I’m a hoarder. I may not have lived through the Great Depression like my grandmother did, but I seem to have inherited the gene that led her to keep dozens of plastic Cool Whip tubs in her attic “just in case she needed them.” My grandfather kept used bolts and nails for reuse. Me, I keep articles about things I think I should know some day. From smart people on Twitter and e-mail lists and coworkers I gather links to articles, PowerPoint presentations, blog posts, and videos. And they hang out in my browser tabs — forever.
It’s time to clear some of them out. Here are some daytime-themed links. (If I had a Tumblr account, I’d just post there. But I don’t need another website no one reads.)
James Reinders of Intel TBB fame estimates that datasets (images, videos, etc.) have grown 10x larger over the last five years. Sequential systems are just too dang slow to process this amount of data. In the near future, “parallel programming” will just become “programming.” (I’m still hoping for better language support so that state synchronization and multicore memory issues are as easy to get right as the sequential aspects of programming are now.)
New memory models would certainly help.
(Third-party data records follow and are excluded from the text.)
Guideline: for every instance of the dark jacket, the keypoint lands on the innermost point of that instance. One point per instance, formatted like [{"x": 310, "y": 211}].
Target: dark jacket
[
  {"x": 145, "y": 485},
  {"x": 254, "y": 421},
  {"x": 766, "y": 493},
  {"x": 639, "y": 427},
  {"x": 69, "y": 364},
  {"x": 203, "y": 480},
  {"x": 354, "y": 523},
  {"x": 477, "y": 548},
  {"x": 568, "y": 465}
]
A new paper, DMP: Deterministic Shared Memory Multiprocessing by Joseph Devietti, Brandon Lucia, Luis Ceze, and Mark Oskin presents some of the problems with the current memory model and provides one possible solution.
Another post on SoftTalk (sponsored by Intel) describes some of the ways that Intel plans to make parallel programming easier this year: Parallel Studio 2010, a Cilk-based offering for task parallelism, “a data-parallel centric model with safety guarantee,” new SIMD instructions, and new array notations.
You might also want a high-level view of how Intel’s offerings work together.
Herb Sutter, who really knows his stuff, wrote an article for Dr. Dobbs a couple years ago about understanding parallel performance. It’s one of a series of articles about multicore/multithreaded programming, and this helps set expectations about what’s possible and gives pointers on where to start making changes.
Visual Studio + Time Machine = IntelliTrace. Don’t just move up and down the call stack; now you can move forward and backward in time, too.
Everything you ever wanted to know about floating-point representation: Floating Point Guide. (Everything, that is, unless you work where I do. Then you just have to go down the hall to get that last 2%. Of course, you’ll be drinking from the fire hose. . . .)
What does Microsoft think are the key trends in software development? Cloud computing, the web as a platform, parallel computing, proliferation of devices (with their own capabilities, IO paradigms, etc.), agile development processes, distributed development. Nothing terribly futuristic here, and comments want to know why “mobility” (i.e., phones) isn’t on the list.